Omnio includes a confidence indicator on every composite score. When inputs are fresh and complete, confidence is high. When data is missing or stale, confidence degrades visibly. A score of 75 with 95% confidence means something very different from a score of 75 with 40% confidence. The first is actionable. The second is a guess dressed up as a measurement.

This is borrowed directly from how Bayesian systems handle uncertainty — and we’ve written about that approach in detail in our post on the Bayesian training engine. The principle is the same: honest uncertainty is more useful than false precision.

Building Your Own Scores

The default scores in Omnio — recovery, readiness, training load, sleep quality — are designed to work well for most people. But “most people” might not be you.

Maybe you’re a shift worker and sleep timing matters more than sleep duration. Maybe you’re managing a chronic condition and CRP trends should be weighted into your daily readiness. Maybe you’re prepping for a race and want a “race readiness” score that factors in taper progression, carbohydrate loading, sleep debt, and HRV trend.

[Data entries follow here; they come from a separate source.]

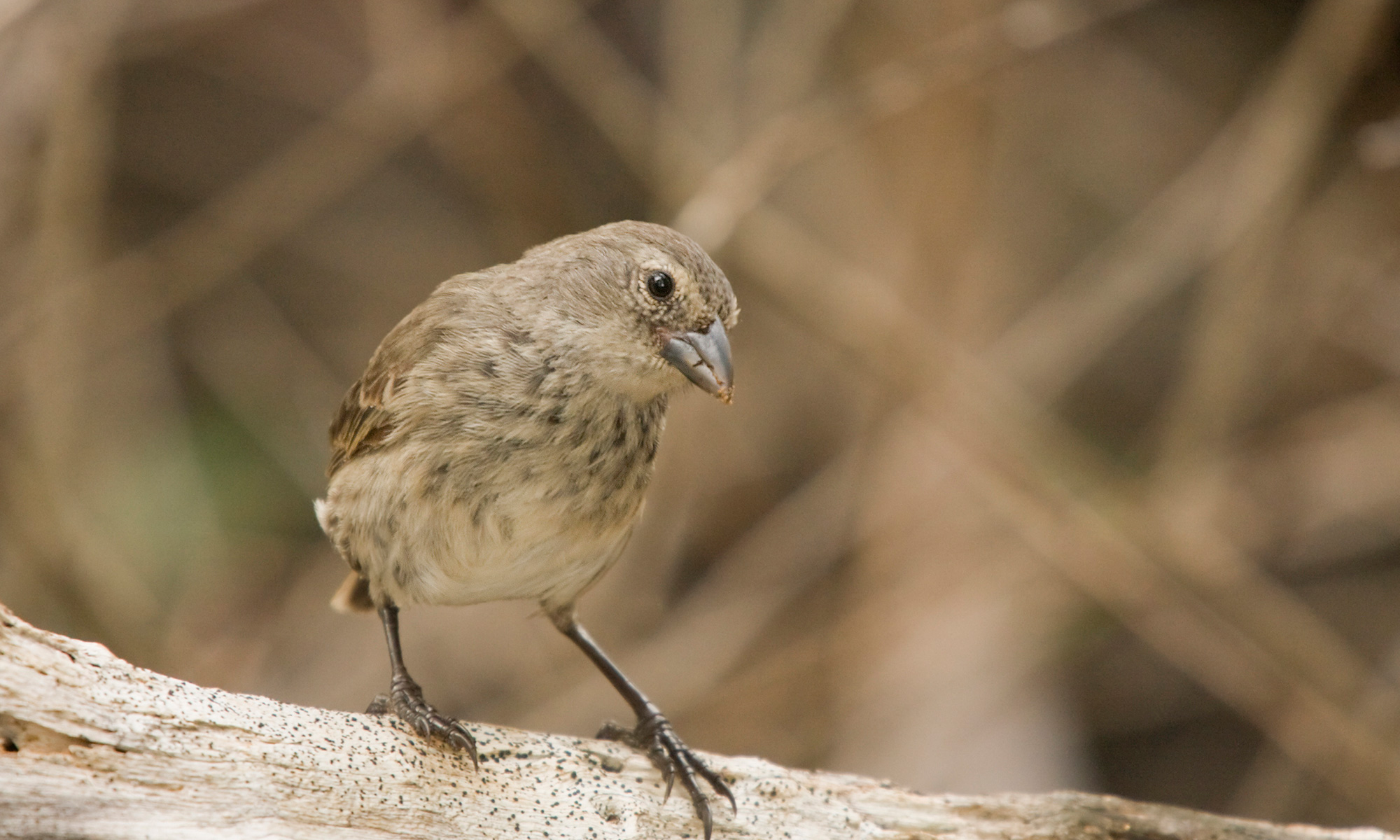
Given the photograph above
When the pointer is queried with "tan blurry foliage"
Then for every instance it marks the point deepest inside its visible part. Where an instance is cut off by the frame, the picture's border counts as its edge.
(1066, 418)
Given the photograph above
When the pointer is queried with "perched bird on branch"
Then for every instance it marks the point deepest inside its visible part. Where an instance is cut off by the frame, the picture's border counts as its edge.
(500, 443)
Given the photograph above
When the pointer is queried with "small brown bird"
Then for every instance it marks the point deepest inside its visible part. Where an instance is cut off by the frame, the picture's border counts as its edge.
(500, 443)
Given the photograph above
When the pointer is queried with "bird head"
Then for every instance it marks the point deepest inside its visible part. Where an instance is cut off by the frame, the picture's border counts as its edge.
(649, 304)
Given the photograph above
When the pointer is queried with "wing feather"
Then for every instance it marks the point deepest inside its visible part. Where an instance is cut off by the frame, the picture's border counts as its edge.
(368, 419)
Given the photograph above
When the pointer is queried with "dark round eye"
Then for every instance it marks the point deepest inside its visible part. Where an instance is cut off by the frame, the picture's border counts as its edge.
(660, 285)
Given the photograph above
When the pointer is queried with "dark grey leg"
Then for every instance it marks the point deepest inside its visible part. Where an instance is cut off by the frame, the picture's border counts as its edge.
(653, 734)
(407, 698)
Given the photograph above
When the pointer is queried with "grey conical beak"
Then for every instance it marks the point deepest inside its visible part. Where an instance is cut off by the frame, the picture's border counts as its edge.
(705, 359)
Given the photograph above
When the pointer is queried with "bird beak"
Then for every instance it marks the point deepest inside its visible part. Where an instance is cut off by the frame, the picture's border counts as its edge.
(704, 358)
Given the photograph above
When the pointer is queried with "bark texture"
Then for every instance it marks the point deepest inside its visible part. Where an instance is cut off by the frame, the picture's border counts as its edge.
(94, 747)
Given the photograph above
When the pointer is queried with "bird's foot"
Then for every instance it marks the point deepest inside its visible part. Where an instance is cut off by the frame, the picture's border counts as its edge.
(405, 699)
(656, 738)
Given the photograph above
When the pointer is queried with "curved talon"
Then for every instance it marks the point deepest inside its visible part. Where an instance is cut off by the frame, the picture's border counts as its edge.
(407, 702)
(673, 758)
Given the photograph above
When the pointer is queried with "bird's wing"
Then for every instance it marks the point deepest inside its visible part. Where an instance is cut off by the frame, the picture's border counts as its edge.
(368, 419)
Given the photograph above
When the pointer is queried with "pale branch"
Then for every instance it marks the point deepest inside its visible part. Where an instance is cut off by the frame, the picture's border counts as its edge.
(94, 747)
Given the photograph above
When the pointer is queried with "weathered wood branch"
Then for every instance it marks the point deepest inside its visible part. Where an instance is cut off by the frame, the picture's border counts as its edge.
(94, 747)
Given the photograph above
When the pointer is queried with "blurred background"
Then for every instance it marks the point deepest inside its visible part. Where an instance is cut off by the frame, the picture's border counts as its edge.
(1066, 447)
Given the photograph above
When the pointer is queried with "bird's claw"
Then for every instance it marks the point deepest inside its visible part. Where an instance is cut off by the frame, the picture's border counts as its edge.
(407, 701)
(673, 758)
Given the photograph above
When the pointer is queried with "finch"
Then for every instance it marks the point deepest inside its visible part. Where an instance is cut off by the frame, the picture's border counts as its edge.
(502, 439)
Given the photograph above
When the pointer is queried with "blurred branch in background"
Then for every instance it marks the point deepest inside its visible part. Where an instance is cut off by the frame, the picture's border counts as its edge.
(1066, 430)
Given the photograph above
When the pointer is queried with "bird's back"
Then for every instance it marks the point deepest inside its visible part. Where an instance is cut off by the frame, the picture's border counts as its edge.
(474, 463)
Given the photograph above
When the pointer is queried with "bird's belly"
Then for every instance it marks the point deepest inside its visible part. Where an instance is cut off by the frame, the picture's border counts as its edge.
(503, 540)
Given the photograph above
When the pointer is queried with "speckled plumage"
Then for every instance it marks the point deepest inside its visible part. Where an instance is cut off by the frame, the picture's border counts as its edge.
(502, 440)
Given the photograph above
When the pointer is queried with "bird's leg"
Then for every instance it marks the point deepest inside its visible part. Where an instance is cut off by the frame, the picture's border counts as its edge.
(407, 698)
(653, 734)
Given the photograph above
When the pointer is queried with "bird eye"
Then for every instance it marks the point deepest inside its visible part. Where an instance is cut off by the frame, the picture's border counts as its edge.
(660, 285)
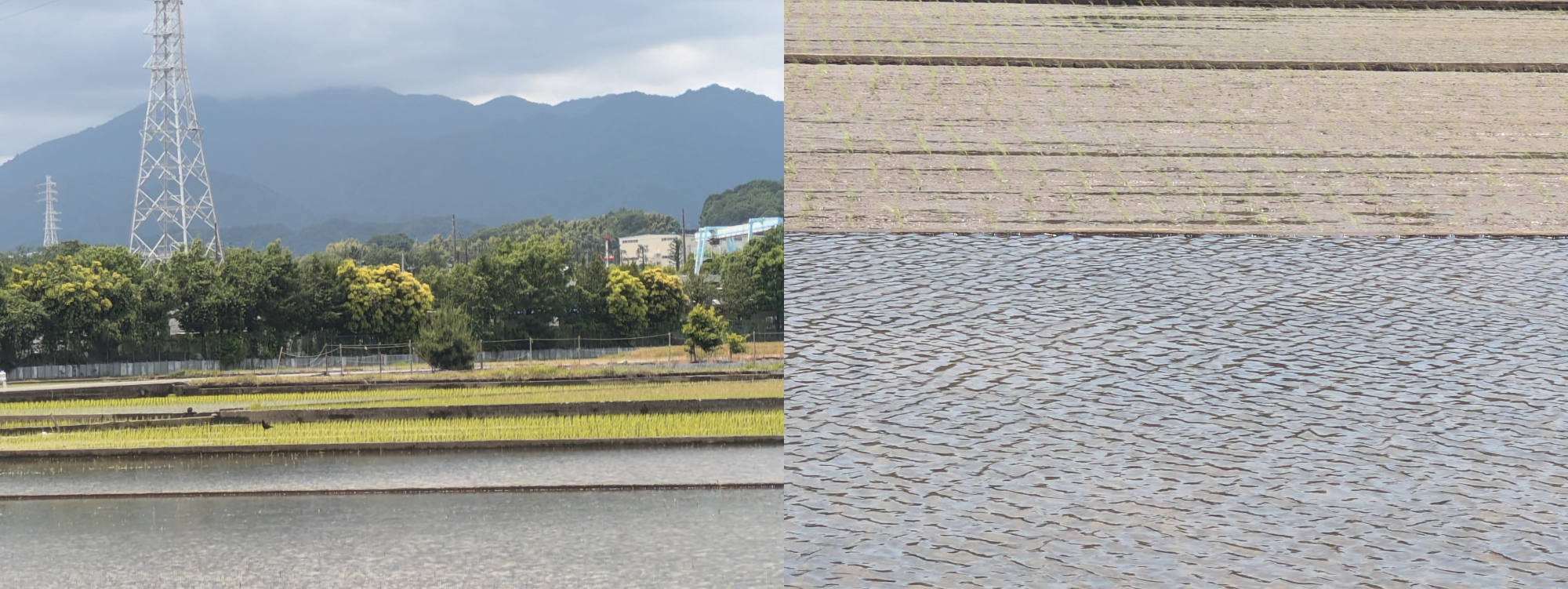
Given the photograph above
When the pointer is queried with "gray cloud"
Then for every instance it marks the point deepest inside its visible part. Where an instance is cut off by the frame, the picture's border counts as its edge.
(78, 63)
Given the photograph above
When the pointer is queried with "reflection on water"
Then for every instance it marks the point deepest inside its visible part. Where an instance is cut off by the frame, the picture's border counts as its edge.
(394, 471)
(1152, 413)
(584, 540)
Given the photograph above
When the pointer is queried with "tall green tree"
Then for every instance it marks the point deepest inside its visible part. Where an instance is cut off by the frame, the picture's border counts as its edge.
(626, 300)
(383, 301)
(21, 323)
(667, 298)
(526, 284)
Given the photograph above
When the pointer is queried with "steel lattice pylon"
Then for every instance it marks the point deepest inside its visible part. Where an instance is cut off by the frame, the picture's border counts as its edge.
(51, 218)
(173, 191)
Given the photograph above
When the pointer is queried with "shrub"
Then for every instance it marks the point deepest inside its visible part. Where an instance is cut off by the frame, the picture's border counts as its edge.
(233, 350)
(446, 340)
(705, 329)
(738, 344)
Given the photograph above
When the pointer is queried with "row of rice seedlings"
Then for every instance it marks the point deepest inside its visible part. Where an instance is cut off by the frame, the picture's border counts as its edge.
(979, 28)
(506, 428)
(64, 420)
(514, 395)
(568, 394)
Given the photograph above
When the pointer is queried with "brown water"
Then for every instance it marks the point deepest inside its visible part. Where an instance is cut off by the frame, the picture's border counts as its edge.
(578, 540)
(1160, 413)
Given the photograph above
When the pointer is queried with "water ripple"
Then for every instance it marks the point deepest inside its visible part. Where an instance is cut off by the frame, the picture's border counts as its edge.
(1149, 413)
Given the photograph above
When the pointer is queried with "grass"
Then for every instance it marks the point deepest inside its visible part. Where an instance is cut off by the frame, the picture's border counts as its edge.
(405, 398)
(509, 428)
(510, 372)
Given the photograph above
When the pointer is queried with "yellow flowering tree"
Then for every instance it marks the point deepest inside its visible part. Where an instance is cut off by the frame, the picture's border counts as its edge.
(383, 301)
(84, 304)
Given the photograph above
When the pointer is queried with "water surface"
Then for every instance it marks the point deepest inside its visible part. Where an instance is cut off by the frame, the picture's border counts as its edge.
(551, 540)
(1160, 413)
(394, 471)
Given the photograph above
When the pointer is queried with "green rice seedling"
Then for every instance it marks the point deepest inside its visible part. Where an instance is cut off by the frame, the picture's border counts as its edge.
(898, 215)
(394, 431)
(407, 397)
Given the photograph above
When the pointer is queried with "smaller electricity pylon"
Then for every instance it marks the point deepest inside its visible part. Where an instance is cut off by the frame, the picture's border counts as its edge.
(51, 218)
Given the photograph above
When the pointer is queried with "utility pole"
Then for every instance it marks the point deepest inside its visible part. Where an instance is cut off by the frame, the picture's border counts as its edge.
(173, 191)
(51, 218)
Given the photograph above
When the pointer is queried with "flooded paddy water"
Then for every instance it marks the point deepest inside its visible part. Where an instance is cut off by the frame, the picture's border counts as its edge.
(579, 540)
(1177, 411)
(393, 471)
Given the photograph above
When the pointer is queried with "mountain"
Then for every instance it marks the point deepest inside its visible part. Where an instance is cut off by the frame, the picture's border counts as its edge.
(355, 155)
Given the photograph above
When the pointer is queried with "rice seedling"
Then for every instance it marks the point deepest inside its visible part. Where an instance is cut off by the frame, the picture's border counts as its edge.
(412, 397)
(507, 428)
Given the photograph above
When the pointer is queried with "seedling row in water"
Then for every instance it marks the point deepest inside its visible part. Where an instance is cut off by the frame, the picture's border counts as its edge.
(459, 430)
(412, 397)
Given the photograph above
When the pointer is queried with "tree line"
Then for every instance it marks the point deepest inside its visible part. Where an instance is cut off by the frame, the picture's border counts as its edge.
(76, 303)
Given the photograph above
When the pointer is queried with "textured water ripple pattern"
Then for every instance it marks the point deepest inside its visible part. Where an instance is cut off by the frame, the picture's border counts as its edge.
(1177, 411)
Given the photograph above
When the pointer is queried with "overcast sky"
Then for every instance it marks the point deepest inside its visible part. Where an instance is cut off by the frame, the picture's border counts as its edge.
(70, 64)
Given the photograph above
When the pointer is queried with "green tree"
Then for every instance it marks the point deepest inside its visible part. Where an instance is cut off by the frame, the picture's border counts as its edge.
(586, 296)
(708, 329)
(21, 323)
(267, 295)
(85, 306)
(766, 257)
(463, 290)
(626, 300)
(526, 285)
(383, 301)
(746, 202)
(201, 301)
(666, 295)
(446, 340)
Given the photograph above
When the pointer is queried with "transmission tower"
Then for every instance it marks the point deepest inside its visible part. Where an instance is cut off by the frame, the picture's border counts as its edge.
(173, 191)
(51, 218)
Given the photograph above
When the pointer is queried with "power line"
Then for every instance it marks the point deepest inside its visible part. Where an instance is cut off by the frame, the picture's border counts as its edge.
(13, 16)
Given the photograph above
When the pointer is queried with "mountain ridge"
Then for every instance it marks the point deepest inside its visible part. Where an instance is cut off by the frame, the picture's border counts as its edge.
(374, 155)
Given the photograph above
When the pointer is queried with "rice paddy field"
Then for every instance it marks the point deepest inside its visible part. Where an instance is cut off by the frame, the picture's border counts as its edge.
(902, 28)
(457, 430)
(402, 398)
(1318, 141)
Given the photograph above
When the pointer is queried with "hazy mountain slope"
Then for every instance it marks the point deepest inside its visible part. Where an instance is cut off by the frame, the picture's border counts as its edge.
(377, 155)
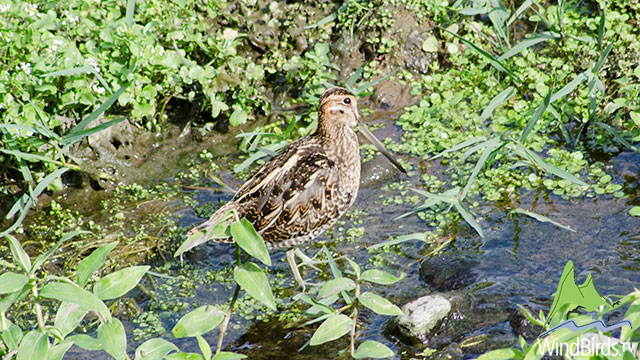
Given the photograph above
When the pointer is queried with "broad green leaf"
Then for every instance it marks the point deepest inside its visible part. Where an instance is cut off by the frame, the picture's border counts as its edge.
(113, 338)
(379, 277)
(251, 278)
(57, 352)
(498, 100)
(335, 286)
(198, 322)
(34, 345)
(205, 349)
(155, 349)
(19, 255)
(334, 327)
(372, 349)
(184, 356)
(10, 282)
(12, 336)
(225, 355)
(68, 317)
(469, 218)
(519, 47)
(250, 241)
(379, 304)
(92, 262)
(86, 342)
(540, 218)
(501, 354)
(73, 294)
(119, 283)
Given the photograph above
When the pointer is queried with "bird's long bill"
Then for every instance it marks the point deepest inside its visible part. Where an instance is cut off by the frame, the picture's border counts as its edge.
(374, 140)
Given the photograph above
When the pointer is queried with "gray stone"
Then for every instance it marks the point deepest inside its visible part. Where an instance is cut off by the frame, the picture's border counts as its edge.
(422, 316)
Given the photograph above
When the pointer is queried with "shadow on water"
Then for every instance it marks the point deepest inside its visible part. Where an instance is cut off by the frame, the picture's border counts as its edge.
(519, 263)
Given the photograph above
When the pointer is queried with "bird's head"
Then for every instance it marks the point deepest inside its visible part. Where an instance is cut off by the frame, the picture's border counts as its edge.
(339, 106)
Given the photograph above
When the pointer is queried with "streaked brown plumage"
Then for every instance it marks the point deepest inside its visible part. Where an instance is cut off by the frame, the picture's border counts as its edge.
(301, 192)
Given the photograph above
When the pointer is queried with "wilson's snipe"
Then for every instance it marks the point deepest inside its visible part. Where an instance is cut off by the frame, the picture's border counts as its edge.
(301, 192)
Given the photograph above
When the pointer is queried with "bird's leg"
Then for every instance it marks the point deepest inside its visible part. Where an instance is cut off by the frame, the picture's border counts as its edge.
(291, 259)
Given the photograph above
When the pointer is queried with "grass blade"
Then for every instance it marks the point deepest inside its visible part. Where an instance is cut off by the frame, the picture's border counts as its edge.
(492, 59)
(469, 218)
(540, 218)
(97, 112)
(536, 116)
(131, 8)
(498, 100)
(546, 166)
(462, 145)
(489, 147)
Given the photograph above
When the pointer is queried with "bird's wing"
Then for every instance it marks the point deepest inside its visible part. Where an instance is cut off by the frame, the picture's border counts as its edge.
(294, 199)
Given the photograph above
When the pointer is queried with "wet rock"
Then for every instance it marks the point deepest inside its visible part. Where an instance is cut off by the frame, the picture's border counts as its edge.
(522, 326)
(421, 317)
(377, 171)
(390, 95)
(449, 271)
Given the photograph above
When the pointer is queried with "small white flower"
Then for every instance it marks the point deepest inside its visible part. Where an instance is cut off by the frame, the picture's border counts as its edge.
(99, 89)
(32, 9)
(26, 67)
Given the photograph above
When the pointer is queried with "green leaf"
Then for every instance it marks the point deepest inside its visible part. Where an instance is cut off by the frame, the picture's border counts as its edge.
(492, 59)
(334, 327)
(546, 166)
(10, 282)
(205, 349)
(238, 117)
(101, 109)
(44, 257)
(372, 349)
(34, 345)
(250, 241)
(113, 338)
(501, 354)
(184, 356)
(86, 342)
(12, 336)
(540, 218)
(19, 255)
(68, 317)
(336, 286)
(379, 277)
(119, 283)
(155, 349)
(92, 262)
(57, 352)
(198, 322)
(73, 294)
(379, 304)
(519, 47)
(251, 278)
(498, 100)
(537, 115)
(225, 355)
(131, 8)
(469, 218)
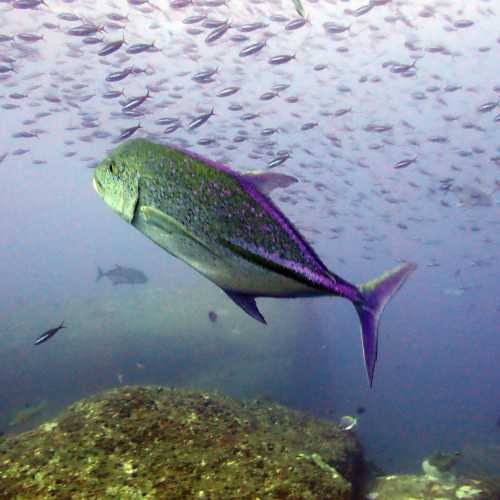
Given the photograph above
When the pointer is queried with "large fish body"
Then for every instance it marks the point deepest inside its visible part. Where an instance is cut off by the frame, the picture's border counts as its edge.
(223, 224)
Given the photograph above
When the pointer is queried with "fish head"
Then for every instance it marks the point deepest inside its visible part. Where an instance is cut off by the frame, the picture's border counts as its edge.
(116, 178)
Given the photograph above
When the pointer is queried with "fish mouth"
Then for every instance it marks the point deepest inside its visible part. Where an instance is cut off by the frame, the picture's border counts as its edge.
(97, 185)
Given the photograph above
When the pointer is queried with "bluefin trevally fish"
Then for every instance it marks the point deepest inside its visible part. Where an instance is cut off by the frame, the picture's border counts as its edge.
(223, 224)
(48, 334)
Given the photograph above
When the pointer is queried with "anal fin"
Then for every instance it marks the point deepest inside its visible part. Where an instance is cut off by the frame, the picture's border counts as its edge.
(247, 303)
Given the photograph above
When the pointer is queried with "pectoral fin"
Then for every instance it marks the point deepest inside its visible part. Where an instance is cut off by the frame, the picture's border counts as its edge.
(265, 182)
(171, 226)
(247, 303)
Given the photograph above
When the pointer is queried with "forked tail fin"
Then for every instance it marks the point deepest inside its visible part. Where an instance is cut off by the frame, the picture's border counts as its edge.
(376, 293)
(100, 274)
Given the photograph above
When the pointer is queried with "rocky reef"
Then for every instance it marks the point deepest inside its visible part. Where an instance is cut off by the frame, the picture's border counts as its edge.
(424, 487)
(156, 442)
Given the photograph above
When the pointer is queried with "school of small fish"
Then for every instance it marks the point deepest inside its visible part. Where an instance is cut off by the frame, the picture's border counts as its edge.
(387, 112)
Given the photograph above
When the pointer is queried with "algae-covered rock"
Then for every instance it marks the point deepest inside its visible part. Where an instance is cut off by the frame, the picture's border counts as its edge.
(157, 442)
(424, 487)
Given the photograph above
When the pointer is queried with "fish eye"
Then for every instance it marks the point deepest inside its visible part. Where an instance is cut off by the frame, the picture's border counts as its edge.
(113, 168)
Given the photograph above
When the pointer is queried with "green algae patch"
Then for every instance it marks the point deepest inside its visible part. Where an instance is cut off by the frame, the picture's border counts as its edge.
(423, 487)
(156, 442)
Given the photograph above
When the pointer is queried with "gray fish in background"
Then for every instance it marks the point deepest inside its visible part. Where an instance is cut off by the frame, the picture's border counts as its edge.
(48, 334)
(120, 275)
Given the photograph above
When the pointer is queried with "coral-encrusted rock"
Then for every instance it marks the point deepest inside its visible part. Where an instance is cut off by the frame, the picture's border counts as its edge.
(156, 442)
(422, 487)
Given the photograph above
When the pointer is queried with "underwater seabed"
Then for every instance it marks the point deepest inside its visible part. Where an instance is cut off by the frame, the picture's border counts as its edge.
(142, 335)
(198, 339)
(157, 442)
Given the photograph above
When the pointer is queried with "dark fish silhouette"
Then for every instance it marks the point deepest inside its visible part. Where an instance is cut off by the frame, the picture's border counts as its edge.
(222, 224)
(48, 334)
(120, 275)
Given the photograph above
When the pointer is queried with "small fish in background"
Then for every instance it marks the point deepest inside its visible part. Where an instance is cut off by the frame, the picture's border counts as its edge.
(299, 8)
(347, 423)
(120, 275)
(48, 334)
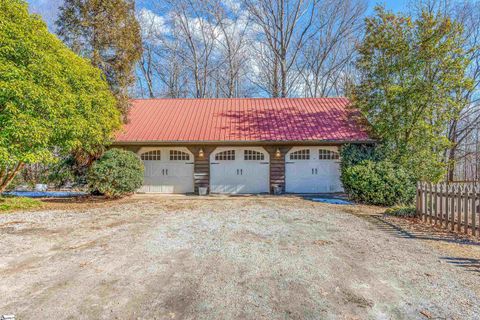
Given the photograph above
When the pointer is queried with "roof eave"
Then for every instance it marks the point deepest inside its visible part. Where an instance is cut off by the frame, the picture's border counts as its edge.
(240, 142)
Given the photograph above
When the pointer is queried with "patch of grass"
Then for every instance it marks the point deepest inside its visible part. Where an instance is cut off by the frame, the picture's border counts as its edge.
(18, 203)
(401, 211)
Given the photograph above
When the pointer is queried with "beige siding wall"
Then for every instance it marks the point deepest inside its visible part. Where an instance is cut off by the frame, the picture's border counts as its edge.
(202, 165)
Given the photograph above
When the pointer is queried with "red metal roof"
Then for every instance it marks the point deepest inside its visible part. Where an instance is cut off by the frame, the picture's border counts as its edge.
(249, 119)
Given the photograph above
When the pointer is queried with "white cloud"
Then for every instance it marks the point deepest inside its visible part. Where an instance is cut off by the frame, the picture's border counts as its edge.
(48, 9)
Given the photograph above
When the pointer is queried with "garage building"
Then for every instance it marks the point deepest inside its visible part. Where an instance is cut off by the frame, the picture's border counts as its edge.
(241, 146)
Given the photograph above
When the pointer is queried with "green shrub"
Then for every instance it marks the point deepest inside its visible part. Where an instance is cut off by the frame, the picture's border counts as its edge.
(379, 183)
(401, 211)
(353, 154)
(116, 173)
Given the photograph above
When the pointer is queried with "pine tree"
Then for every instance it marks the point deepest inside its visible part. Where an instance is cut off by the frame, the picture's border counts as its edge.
(107, 33)
(412, 74)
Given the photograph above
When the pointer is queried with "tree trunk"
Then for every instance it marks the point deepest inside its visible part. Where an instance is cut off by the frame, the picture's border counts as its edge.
(9, 176)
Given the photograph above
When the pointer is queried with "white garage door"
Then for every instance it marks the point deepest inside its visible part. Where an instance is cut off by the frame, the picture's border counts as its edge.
(239, 170)
(312, 170)
(167, 170)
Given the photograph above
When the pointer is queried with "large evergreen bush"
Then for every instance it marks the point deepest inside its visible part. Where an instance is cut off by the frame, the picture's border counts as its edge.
(116, 173)
(379, 183)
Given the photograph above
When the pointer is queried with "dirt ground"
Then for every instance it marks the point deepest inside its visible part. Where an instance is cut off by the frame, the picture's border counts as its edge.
(230, 258)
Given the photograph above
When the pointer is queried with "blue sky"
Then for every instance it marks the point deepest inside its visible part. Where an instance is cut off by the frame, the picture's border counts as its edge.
(48, 8)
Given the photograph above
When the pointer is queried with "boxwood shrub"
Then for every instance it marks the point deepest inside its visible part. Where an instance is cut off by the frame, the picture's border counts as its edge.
(116, 173)
(378, 183)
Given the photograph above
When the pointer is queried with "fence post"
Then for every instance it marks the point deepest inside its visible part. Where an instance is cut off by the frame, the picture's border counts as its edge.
(417, 200)
(430, 212)
(459, 209)
(452, 207)
(440, 186)
(465, 209)
(476, 191)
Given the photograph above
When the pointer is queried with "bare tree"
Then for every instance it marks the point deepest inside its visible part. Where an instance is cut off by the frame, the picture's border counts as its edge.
(326, 62)
(463, 131)
(284, 28)
(232, 44)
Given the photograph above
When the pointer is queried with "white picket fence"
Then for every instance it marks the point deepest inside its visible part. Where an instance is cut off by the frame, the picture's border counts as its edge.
(454, 206)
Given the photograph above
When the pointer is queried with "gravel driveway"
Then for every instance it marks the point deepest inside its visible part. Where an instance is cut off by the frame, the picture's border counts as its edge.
(225, 258)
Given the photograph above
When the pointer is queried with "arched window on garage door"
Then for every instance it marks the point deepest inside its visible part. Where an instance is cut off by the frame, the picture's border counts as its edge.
(225, 155)
(151, 155)
(324, 154)
(177, 155)
(253, 155)
(303, 154)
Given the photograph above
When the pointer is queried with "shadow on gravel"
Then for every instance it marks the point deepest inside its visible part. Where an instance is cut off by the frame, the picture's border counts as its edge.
(472, 265)
(420, 232)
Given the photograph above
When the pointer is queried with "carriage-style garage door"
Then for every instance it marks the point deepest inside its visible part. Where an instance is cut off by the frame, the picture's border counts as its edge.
(167, 170)
(239, 170)
(312, 170)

Omnio’s scoring engine is configurable. The YAML definitions that drive every score are the same ones you can modify. Want to weight sleep at 50% instead of 30%? Change one number. Want to create an entirely new composite score that combines inputs no one else has thought to combine? Define it, set the weights, and the engine handles the rest — normalization, dependency resolution, confidence tracking, all of it.

This isn’t a theoretical feature. It’s how we build our own scores internally. The same engine, the same configuration format, the same runtime. We don’t have a special internal version with more knobs. What ships is what we use.

The Bet

We’re betting that health scores should be tools, not oracles. That the value of a composite metric comes from understanding it, not just reading it. That a number you can decompose, question, and reconfigure is worth more than a number you’re told to trust.

Every wearable company is building toward the same thing: a single daily score that tells you what to do. The difference is whether you can see inside it. We think you should.